We complain how our parents don’t understand what mental issues we’re going through, and maybe the generation gap will prevent them from ever understanding, but how many of us can honestly say we have patiently tried?
Often when trying to explain our inner struggles to our parents they disregard it, not being acknowledged by the people we seek validation from the most hurts. I believe we value our parents’ opinions about ourselves more than we’d ever care to admit, therefore we tend to get annoyed when they don’t take us seriously. We need to make them realise that just because we’re younger doesn’t mean our problems are not important.
It is not easy for many parents to learn that their child is going through mental disorders. Indian society especially does not conventionally accept mental issues as something common or something to talk about. For that reason most of our parents have been brought up being taught this, they might not have recognised any mental issues they may have gone through in their lives. They probably learned to live with their mental disorders, and naturally expect us to do the same.
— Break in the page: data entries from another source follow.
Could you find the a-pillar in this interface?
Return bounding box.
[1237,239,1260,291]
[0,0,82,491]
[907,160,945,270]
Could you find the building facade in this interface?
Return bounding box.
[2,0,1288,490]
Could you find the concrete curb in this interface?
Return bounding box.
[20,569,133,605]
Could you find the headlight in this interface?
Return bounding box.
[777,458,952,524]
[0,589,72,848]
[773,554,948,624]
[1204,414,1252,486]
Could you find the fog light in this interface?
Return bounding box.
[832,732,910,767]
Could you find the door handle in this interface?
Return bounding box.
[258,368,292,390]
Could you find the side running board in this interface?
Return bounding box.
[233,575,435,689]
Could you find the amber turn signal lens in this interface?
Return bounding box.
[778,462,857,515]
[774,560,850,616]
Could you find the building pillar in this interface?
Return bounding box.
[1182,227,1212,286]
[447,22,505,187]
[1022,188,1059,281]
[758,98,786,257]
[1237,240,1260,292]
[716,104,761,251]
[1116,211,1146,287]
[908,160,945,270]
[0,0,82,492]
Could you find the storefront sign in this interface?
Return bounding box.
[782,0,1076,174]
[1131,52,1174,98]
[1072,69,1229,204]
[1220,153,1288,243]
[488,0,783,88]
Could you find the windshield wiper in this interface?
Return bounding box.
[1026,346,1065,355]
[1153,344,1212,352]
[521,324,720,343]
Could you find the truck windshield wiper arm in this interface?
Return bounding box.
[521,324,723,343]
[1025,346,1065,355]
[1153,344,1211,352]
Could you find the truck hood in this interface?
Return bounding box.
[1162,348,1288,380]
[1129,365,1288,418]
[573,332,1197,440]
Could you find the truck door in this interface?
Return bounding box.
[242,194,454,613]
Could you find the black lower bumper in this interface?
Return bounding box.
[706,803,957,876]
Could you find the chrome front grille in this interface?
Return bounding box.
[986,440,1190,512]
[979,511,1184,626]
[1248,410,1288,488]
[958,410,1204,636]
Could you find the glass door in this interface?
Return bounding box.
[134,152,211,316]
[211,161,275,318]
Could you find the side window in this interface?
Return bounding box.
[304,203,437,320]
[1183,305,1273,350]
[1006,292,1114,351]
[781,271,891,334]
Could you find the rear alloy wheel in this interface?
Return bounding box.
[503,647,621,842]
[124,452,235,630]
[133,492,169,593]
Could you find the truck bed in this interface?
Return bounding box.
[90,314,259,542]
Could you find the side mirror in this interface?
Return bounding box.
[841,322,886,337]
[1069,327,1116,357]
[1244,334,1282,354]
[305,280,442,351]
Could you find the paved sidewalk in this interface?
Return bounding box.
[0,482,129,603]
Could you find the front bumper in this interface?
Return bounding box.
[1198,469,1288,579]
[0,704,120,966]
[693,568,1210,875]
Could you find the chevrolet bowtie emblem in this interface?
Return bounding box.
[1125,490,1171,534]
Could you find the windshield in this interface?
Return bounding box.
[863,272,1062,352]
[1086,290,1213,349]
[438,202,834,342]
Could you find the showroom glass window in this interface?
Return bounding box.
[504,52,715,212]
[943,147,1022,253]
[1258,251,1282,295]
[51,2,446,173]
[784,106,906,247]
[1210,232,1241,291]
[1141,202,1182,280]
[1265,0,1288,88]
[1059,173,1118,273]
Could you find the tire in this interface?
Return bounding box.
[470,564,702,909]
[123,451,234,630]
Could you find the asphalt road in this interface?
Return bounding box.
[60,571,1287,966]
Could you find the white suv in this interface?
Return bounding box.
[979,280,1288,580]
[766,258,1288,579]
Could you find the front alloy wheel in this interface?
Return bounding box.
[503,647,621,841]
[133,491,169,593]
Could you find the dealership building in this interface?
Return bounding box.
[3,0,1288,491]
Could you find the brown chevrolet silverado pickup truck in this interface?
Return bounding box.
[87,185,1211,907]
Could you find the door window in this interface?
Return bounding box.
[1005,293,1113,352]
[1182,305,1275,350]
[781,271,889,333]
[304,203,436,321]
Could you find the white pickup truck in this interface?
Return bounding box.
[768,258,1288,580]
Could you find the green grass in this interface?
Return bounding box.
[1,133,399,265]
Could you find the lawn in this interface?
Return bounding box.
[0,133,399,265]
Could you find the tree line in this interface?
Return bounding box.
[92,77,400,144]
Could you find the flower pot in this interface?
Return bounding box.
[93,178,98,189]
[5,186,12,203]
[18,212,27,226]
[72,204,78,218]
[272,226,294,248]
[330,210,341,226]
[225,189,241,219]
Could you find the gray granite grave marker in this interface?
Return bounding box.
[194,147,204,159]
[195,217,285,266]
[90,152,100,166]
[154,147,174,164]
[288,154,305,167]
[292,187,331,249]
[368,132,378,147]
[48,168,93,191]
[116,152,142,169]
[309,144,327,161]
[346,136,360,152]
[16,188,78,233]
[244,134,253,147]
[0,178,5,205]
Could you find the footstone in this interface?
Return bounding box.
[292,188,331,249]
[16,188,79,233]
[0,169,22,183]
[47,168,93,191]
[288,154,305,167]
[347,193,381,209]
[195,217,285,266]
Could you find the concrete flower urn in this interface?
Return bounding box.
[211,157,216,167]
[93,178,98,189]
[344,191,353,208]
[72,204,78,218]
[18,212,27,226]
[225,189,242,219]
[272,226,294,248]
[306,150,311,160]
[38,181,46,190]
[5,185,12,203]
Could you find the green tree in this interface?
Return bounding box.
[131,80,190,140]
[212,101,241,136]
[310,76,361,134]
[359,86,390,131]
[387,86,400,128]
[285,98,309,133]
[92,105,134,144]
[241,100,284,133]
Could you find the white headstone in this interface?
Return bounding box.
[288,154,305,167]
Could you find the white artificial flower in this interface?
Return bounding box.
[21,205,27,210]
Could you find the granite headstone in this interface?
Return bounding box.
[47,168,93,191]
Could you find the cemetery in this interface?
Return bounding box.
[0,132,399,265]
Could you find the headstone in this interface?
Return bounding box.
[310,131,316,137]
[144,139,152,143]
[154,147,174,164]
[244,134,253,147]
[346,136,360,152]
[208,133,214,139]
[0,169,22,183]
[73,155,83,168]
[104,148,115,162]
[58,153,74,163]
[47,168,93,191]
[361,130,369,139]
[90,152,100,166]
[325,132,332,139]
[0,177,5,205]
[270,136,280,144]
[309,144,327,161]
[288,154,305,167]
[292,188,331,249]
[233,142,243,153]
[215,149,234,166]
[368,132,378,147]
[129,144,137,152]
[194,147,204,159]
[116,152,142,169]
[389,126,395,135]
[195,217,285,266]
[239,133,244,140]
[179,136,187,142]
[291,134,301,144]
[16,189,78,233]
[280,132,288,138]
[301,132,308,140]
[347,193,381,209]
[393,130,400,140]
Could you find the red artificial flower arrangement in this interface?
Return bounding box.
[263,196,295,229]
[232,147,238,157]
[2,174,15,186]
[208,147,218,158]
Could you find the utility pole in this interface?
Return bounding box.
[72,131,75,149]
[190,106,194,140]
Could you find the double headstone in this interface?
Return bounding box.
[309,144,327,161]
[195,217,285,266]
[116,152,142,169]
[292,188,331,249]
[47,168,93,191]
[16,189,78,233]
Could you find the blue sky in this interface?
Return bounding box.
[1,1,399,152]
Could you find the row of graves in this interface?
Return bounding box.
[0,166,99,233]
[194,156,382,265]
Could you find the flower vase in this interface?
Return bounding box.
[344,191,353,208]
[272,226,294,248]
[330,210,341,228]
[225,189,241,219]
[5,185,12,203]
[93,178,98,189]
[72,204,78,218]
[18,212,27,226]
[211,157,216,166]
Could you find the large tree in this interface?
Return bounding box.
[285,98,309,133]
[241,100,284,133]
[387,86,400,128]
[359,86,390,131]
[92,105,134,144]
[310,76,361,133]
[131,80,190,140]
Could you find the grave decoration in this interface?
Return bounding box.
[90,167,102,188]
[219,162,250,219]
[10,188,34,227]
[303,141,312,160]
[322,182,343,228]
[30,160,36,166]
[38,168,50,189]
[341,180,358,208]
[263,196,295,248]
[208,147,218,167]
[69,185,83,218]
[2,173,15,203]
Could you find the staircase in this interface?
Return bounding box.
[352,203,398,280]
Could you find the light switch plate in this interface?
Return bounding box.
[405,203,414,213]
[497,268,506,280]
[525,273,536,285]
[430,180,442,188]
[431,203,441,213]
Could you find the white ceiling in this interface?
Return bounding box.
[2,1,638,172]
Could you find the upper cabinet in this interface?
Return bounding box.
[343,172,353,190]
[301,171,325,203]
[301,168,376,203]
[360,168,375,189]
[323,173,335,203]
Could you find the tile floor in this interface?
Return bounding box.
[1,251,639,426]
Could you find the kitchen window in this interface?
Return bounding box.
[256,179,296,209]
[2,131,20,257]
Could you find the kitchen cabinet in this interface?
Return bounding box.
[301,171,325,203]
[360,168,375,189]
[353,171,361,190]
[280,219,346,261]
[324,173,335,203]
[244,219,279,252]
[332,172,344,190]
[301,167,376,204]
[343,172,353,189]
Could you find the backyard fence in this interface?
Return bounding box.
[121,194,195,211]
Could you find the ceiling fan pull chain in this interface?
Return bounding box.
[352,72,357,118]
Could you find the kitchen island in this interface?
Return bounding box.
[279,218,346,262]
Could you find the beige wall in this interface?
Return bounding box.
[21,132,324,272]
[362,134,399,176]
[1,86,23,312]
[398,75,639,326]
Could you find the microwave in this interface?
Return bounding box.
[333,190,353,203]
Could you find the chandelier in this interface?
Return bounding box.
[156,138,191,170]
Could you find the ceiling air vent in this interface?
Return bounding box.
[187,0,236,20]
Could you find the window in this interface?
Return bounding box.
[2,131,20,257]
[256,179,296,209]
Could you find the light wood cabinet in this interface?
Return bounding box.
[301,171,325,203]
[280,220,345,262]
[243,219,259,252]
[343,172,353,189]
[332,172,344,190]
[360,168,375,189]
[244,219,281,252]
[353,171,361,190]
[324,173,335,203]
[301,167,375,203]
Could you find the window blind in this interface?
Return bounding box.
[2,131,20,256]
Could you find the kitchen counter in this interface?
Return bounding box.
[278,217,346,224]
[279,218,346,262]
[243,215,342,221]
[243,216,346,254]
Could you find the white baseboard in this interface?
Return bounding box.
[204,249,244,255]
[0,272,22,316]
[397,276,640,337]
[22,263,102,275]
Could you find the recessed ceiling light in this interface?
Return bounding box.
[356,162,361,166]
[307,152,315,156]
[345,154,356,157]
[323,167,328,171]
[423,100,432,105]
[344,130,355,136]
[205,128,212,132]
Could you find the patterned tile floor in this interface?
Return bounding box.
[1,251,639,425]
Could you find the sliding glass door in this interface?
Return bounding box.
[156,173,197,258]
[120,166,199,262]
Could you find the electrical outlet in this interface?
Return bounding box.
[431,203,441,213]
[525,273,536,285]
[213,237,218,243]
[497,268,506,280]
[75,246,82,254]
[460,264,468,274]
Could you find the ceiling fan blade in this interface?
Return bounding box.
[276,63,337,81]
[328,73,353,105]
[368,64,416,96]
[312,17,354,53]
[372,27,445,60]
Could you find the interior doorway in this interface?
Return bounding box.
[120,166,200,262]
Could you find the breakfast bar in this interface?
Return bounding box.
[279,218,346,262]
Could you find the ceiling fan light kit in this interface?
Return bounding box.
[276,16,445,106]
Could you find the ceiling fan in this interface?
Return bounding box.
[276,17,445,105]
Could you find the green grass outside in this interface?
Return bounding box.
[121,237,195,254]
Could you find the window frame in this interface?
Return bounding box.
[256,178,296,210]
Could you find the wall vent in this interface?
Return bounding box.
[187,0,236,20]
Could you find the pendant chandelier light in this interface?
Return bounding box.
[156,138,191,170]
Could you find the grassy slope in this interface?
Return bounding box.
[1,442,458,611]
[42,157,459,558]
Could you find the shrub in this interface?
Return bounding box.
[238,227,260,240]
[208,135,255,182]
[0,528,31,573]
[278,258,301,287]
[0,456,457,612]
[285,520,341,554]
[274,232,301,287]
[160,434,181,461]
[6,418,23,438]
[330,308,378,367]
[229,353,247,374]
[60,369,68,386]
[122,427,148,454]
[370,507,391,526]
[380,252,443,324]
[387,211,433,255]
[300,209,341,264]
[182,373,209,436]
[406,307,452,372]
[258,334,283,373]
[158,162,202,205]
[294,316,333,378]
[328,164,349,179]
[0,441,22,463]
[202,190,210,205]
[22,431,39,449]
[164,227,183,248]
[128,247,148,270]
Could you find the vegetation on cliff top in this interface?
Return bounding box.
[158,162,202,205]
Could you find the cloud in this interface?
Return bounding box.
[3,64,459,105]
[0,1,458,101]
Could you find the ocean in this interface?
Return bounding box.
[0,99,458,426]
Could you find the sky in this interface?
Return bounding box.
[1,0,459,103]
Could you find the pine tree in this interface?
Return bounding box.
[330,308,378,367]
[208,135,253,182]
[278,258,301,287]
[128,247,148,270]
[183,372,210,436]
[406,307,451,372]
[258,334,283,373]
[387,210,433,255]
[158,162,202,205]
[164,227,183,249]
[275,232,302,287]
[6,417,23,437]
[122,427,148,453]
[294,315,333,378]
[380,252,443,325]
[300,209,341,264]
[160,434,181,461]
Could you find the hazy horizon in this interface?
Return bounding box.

Often parents feel they have done their duty, provided us with shelter, food, education and other basic necessities and it should be enough for us. For that reason, while trying to speak to our parents about our mental health we feel as though we have disappointed them. This is not true. Simple. This is not in your control and is nothing to be ashamed about. Sometimes parents may want to conceal their children’s mental disorders fearing society will look down upon them. The problem here is more with the society as a whole and not parents alone.
For us, we don’t feel like we’re asking for a lot. Just a little support and understanding. The concept of mental health is something new for most parents. Therefore when speaking to your parents about what you’re going through make sure to have a completely open vulnerable conversation with them. The more honest you are the more they will see how real the consequences are. Time changes mindsets, and it is up to us to change our parents’. It is vital to be calm when discussing and accept that it will take time for them to open their mind, when they eventually do they will want you to get the help you need whether it’s in the form of therapy or medication. Trust that your parents want the best for you and they just need time to process and realise the gravity of your situation.